Its use was mentioned by Pliny the Elder. References to spearmint can even be found in the Bible!
In the Kitchen
Enjoying a cup of mint tea is the easiest way to utilize this cooling herb in the kitchen. But the plant, specifically spearmint, is used as an ingredient in a handful of other well-known beverages including mojitos and mint juleps, a cocktail seemingly ubiquitous at the Kentucky Derby.
Mint traditionally accompanies lamb and poultry dishes, especially when crafted into jelly. It is also widely used in Middle Eastern and Greek cuisine. Try it in soups, salads and sauces or whenever you’re looking to add a fresh, bright flavor to your food.
The fresh herb is typically preferred to dried for cooking. Many chefs will keep a small pot growing on the kitchen windowsill to ensure that they always have a ready supply of the herb for their recipes.
In the Apothecary
Mint has a long history of use in traditional folk medicine and is considered helpful for a wide variety of ailments.

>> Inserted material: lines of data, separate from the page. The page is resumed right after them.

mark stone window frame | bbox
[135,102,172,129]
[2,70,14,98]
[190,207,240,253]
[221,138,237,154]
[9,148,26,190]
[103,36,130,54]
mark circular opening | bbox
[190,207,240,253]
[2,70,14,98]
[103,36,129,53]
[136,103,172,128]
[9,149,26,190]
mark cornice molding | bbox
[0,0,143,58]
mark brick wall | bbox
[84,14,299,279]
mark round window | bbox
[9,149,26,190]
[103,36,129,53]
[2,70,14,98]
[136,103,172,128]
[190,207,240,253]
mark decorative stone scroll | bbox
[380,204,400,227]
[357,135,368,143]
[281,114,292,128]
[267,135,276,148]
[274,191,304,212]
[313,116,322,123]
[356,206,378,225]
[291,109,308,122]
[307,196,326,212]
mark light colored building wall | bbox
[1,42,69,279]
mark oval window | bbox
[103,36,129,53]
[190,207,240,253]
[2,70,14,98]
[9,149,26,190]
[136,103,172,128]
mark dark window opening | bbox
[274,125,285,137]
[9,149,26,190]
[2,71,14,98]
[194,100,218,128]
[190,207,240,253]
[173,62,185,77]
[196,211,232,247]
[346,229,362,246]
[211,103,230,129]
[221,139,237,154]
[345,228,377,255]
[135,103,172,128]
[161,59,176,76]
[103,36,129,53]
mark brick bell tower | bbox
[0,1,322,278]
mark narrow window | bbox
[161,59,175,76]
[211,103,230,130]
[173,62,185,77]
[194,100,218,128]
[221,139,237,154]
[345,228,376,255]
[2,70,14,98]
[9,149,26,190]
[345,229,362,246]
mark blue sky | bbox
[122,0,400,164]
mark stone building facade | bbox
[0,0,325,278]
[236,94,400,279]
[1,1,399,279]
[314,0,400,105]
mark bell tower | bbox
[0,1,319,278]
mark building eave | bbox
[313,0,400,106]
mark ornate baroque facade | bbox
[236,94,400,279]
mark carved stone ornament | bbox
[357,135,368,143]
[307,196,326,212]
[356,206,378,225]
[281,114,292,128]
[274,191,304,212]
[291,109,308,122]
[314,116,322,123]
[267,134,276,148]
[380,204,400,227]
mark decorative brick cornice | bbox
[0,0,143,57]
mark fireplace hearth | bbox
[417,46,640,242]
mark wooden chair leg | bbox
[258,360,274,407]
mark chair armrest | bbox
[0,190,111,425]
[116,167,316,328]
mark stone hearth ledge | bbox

A simple tea brewed from peppermint leaves is an excellent treatment for stomach upset and digestive complaints. A tea made from the leaves is also considered to be an antipruritic. This means it’s useful as a topical wash to alleviate the itching and discomfort associated with sunburns, eczema, psoriasis and insect bites.
We can also use mint topically to relive sore and tired muscles. Simply infuse the herb in oil to extract its analgesic constituents. Then use this herb-infused oil to craft a pain-relieving salve or lotion.
Mint is easy to grow in all temperate climates. But due to its aggressive spreading nature, it’s often recommended to cultivate the plant in pots to help keep it contained. This herb spreads through underground rhizomes and can quickly take over an area once established.
This aggressive growth habit also makes for easy propagation through root division. All you need to do is dig up a chunk, separate it into clumps (each with some roots still intact), and replant. It’s just that easy!
Mint is a vigorous perennial that prefers moist, but well-draining, soil. It loves to grow near water. The plants thrive in full sun but also do quite well in partial shade.
Once established (which doesn’t take long at all), your mint patch will provide you with bountiful harvests that will add their cool and refreshing flavor to your life for years to come!